Hundreds of knights started, but only a fool achieved the last test of the Grail Quest, he asked the question:
“To whom does the Grail serve?”
Percival in the Grail stories is a simple fool who went on to become the knight who would achieve the Grail Quest and restore healing to the land. Society conditioned Percival in the form of his mother and well-meaning fellow knights who taught him never to ask frivolous questions, which was the cause of why he failed the test in his first encounter with the Grail. After further adventures Percival had to unlearn his conditioning and then asked the question at the second encounter with the Grail, restoring the wasteland to prosperity.
The last test of the Grail Quest is clever, the solution is neither the question nor the answer, but rather the state of mind that asked the question. Only an individual with humility could ask the Grail question, if an individual came before the Grail with preconceptions, be it conditioned by society or self, they were in a state of hubris, their prejudices blinding them to the reality in front of their noses. Like children with no preconceptions we see everything as fresh and unique, and in those moments like little children our minds are full of questions, we see everything with clear eyes.
Hubris is a terrible state of being for it blinds you to reality, in your blindness you are unable to fully see the opportunities or realities in your life. In hindsight the information was available warning of an attack at 9-11 but preconceptions blinded the sophisticated systems and clever armies of experts in the US intelligence services at terrible cost for America and for the world.

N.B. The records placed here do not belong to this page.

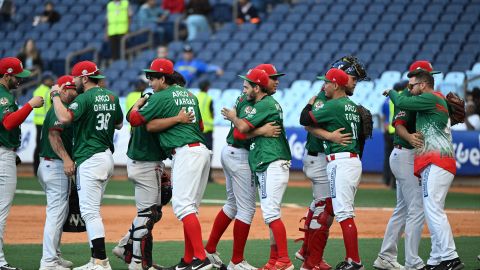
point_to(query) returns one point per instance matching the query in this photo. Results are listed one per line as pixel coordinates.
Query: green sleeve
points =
(259, 114)
(324, 114)
(118, 111)
(152, 108)
(423, 102)
(78, 107)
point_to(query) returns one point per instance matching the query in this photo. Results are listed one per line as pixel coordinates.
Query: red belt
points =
(332, 156)
(189, 145)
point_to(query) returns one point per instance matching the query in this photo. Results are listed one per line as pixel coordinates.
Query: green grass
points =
(168, 253)
(297, 195)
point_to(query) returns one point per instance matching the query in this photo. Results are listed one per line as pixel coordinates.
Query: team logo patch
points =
(73, 106)
(3, 101)
(318, 105)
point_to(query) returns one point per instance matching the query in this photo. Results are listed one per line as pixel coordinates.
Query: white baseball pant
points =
(408, 214)
(92, 178)
(239, 184)
(435, 184)
(8, 184)
(344, 175)
(272, 185)
(190, 168)
(55, 183)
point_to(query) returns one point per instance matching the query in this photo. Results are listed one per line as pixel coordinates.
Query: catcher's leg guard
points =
(141, 234)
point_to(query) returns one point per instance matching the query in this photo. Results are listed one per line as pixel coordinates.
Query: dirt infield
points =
(25, 224)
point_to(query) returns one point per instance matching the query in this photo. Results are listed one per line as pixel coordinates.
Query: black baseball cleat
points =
(9, 267)
(198, 264)
(454, 264)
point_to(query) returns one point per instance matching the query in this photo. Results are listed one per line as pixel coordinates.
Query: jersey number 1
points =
(102, 121)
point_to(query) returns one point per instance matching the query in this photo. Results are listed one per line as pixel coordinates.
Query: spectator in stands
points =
(49, 15)
(30, 57)
(191, 68)
(7, 10)
(149, 14)
(43, 90)
(119, 14)
(197, 13)
(205, 103)
(388, 132)
(247, 12)
(174, 6)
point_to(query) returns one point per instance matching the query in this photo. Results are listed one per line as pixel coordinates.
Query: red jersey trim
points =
(249, 124)
(421, 162)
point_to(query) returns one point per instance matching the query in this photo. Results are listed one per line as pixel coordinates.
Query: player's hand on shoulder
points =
(185, 117)
(69, 167)
(36, 102)
(228, 114)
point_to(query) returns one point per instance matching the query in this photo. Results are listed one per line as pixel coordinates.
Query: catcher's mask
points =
(352, 66)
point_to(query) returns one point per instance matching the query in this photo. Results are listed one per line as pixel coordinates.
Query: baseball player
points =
(145, 168)
(269, 159)
(95, 115)
(319, 216)
(433, 162)
(191, 159)
(55, 169)
(240, 203)
(344, 167)
(408, 214)
(11, 74)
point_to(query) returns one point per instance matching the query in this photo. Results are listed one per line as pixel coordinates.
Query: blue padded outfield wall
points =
(466, 145)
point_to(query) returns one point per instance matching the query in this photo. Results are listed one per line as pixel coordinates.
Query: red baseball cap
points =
(67, 80)
(423, 64)
(87, 68)
(13, 66)
(160, 65)
(256, 76)
(270, 70)
(335, 75)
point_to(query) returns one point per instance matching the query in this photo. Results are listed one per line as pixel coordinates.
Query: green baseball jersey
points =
(264, 150)
(144, 145)
(168, 103)
(335, 114)
(9, 139)
(405, 118)
(95, 114)
(314, 144)
(66, 134)
(433, 122)
(243, 106)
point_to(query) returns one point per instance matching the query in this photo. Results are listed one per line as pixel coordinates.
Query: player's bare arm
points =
(161, 124)
(60, 111)
(239, 123)
(415, 139)
(336, 136)
(59, 149)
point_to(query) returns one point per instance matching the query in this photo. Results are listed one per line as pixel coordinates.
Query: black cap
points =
(187, 48)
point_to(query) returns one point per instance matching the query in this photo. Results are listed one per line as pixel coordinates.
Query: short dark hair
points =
(423, 76)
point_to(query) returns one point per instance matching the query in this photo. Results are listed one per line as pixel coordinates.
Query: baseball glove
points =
(457, 108)
(166, 188)
(366, 129)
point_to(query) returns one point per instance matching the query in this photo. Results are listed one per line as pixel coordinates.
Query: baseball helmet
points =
(352, 66)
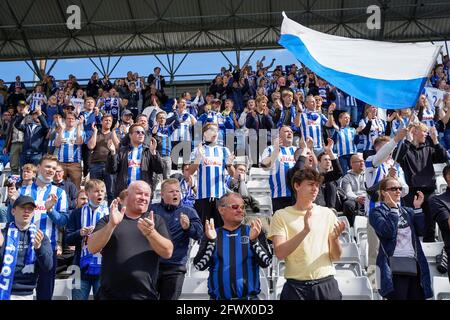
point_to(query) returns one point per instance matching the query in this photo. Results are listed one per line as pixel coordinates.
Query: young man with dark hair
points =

6th October is personally a day marked by bad events or amazing opportunities for me, but yesterday the only event that stood out from the ordinary was the “stupid pigeon” that I blogged about. Today I recognise I am the stupid one, not the pigeon which taught me a significant lesson. I have become too obsessed with my own rules, blinded so that I am unable to act as flexibly as I should to the changing situations that nature manifests. Gawain is obsessive and hubristic in his devotion to rules of chivalry and social conduct in the Grail stories, which is blinding when you deal with chaotic wild nature, interestingly highlighted in the story of Gawain and the Green Knight.
Had I been strict in my interpretation of my own rules of intervention the pigeon would be dead, I had to break my rules by forcing the pigeon to move. My blindness extended to my inability to see the cause of why the pigeon acted the way it did, Ohnwentsya explained in the comments in the “stupid pigeon” blog that animals and people shut down when overwhelmed by a stimulus, I kicked myself when I read that since it sometimes happens to me that I shut down when over stressed.
I shall reflect on this incident for a long time to come. Yesterday, I was the stupid one, I would have failed the final Grail test, the pigeon was a good teacher.